And at $5.25 million, roughly $3 million less than last year’s deal, the Jets are getting a much cheaper lottery ticket this time around.
How Cisco Fits Into a Completely Rebuilt Safety Room
If you watched the Jets’ secondary last year, you might need a moment before reading this next sentence: the Jets’ safety room is now legitimately good. Seriously. It happened fast.
New York traded for three-time first-team All-Pro Minkah Fitzpatrick from the Miami Dolphins. They poached Dane Belton from the crosstown rival New York Giants. Second-year Defensive Back Malachi Moore has the coaching staff buzzing with optimism.

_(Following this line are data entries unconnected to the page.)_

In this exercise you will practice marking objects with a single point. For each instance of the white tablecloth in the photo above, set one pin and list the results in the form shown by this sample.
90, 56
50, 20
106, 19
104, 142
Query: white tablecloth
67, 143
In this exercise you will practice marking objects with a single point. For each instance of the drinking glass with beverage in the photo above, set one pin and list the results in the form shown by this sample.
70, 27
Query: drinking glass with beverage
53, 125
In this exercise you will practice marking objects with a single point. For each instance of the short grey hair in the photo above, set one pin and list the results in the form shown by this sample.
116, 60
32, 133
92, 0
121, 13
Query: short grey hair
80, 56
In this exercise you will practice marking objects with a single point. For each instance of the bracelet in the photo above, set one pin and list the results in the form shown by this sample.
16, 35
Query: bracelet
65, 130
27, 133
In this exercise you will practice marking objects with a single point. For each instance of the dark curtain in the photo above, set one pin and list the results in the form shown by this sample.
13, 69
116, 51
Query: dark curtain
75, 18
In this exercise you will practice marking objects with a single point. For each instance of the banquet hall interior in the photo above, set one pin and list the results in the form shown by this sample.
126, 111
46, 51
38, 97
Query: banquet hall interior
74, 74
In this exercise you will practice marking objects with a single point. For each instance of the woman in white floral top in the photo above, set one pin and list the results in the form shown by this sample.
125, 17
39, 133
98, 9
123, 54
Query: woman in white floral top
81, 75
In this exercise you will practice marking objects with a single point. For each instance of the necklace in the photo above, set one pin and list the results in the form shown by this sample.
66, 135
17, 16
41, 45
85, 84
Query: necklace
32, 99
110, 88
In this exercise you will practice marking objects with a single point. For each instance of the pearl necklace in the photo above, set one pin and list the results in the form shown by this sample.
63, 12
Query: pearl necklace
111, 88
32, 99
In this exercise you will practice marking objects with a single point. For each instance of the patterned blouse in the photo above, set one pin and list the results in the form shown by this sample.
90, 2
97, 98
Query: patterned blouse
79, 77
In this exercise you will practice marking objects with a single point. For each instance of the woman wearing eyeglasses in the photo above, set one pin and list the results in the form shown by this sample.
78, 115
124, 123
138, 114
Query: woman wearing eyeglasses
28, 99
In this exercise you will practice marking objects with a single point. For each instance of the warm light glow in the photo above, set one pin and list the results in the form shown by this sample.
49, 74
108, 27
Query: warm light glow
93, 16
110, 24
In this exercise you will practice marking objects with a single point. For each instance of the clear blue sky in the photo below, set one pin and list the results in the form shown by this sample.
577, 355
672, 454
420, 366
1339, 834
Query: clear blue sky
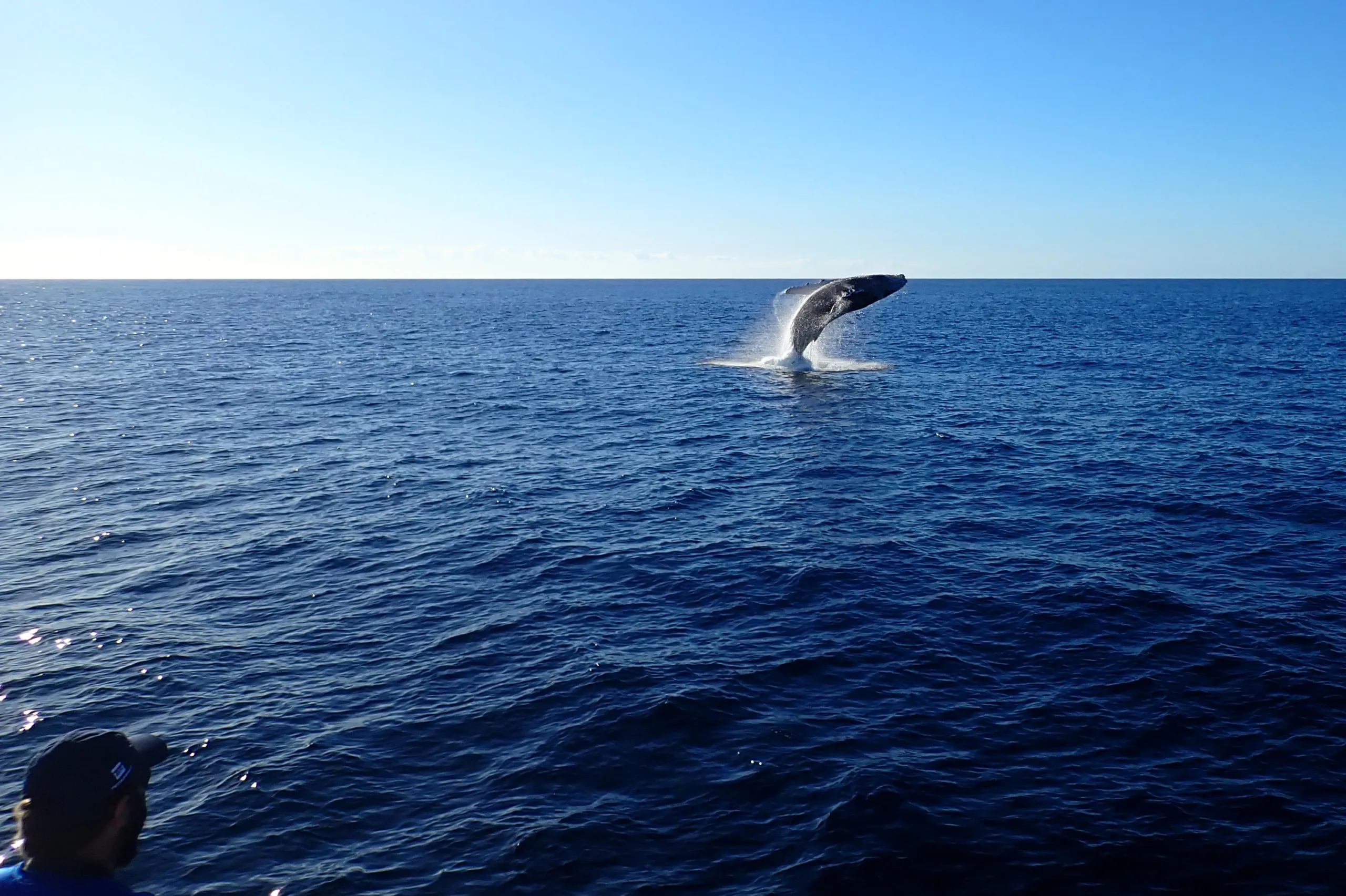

Now add Cisco back into that mix. All of a sudden, the Jets have four capable safeties who should comfortably make the 53-man roster. That’s a dramatic upgrade from a unit that, just months ago, was widely considered one of the weakest in the entire league. Head Coach Aaron Glenn is entering his second season with something he didn’t have in Year 1: defensive depth he can actually trust.
What Cisco Needs To Prove In 2026
The pressure is squarely on Cisco’s shoulders heading into this season, and he knows it. Two consecutive down years have chipped away at what was once a promising reputation. The interception instincts that made him a sought-after free agent seem to have gone quiet. But quiet doesn’t mean gone.
With Fitzpatrick commanding attention as the unquestioned star of the secondary, Cisco may find himself in a more comfortable, less pressured role than he had in 2025. Sometimes a player just needs the right situation. Sometimes the right situation has been in front of them all along — they just needed a second chance to take advantage of it.